Baghdad Betty began broadcasting in English to allied troops in Saudi Arabia in early September 1990. Her broadcasts were believed to originate in Baghdad with transmitters in southern Iraq and Kuwait.

The few American troops who heard her broadcasts say she was no Hanoi Hannah. Col. Jeff Jones, commanding officer of the Army’s 8th Psychological Task Force at Fort Bragg, Ky., who directed U.S. Psy-Ops in the Gulf, says Betty’s broadcasts were laughable.

"Her broadcasts proved the Iraqis didn’t understand us at all," Jones said. "Her ignorance was pervasive. She was never sure of her sources, and broadcast old information based on dated news."

Saddam Hussein also wasn’t impressed with Betty’s efforts. In mid-December 1990 she was sacked after only three months of broadcasting, and replaced by a collection of announcers who called themselves "Mother of Battles Radio" on the same frequency that Betty had used.

Mother of Battles Radio was near the top of the Allied target list and was bombed off the air in mid-January, when the mother of air wars began.

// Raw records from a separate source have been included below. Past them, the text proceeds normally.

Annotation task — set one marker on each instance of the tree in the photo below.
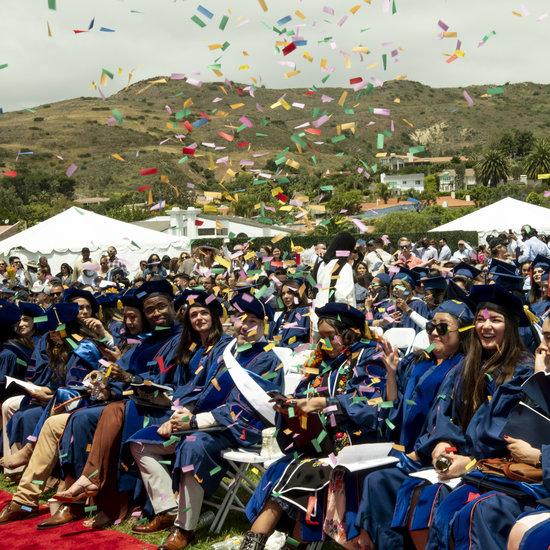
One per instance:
(348, 200)
(538, 160)
(492, 168)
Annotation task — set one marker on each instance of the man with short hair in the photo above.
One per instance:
(445, 253)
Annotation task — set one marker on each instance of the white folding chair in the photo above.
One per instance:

Jones and his psy-warriors then used the same frequency, and in partnership with Saudi, Kuwait and Egyptian forces, they broadcast in Arabic 18 hours per day for 40 days. They transmitted from two ground stations in Saudi Arabia, a platform in Gulf waters and a transmitter in Turkey.

"Thanks to Saddam, we were pretty effective," Jones said. "The Iraqi soldier was betrayed by Saddam. They were ill-supported and vulnerable to everything we broadcast, which was basically just the truth."

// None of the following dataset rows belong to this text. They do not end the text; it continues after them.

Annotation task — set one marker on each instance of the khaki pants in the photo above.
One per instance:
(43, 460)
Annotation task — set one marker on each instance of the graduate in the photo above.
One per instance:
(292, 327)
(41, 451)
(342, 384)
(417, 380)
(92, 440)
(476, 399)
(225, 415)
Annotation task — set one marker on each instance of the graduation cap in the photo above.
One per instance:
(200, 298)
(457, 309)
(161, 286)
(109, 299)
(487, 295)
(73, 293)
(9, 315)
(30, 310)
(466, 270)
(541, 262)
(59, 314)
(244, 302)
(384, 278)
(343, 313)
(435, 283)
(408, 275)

Allied coalition psy-warriors captured the Iraqi soldier’s attention using dramatic methods.

"We would tell them that tomorrow we would drop on them the biggest bomb we had," recalls Jones. "Then, exactly as promised, we dropped a ‘Daisy Cutter’ (BLU-82) that looks like a small atom bomb detonating. The next time we said we were going to drop another big one like that, the defections increased dramatically.

"One Iraqi soldier came across clutching 343 safe conduct passes he had been collecting. We found over 52 percent of defectors had been listening to our broadcasts."

At the same time, American Forces Network’s radio broadcasts had the respect and credibility it lacked in Vietnam. Instead of doctoring the news by re-editing, the Gulf War AFN gave the troops exactly the same news civilians heard back home — rebroadcasts of AP, ABC, NBC, CBS and CNN news on the hour.

In mid-October 1990, AFN was broadcasting from Dharan, Jubail, Riyadh, King Khalid Military City and, later, from Kuwait City. It represented a major concession by the Saudis, but one that U.S. military commanders in the Gulf believed was well worth demanding of their often-prickly Saudi hosts.

It was virtually a 24-hour invasion of the airwaves in the most traditional and sensitive of all Islamic states by what the locals considered risqué and permissive American music and uncensored news. But for American troops in the desert, it was a friendly and credible voice from home.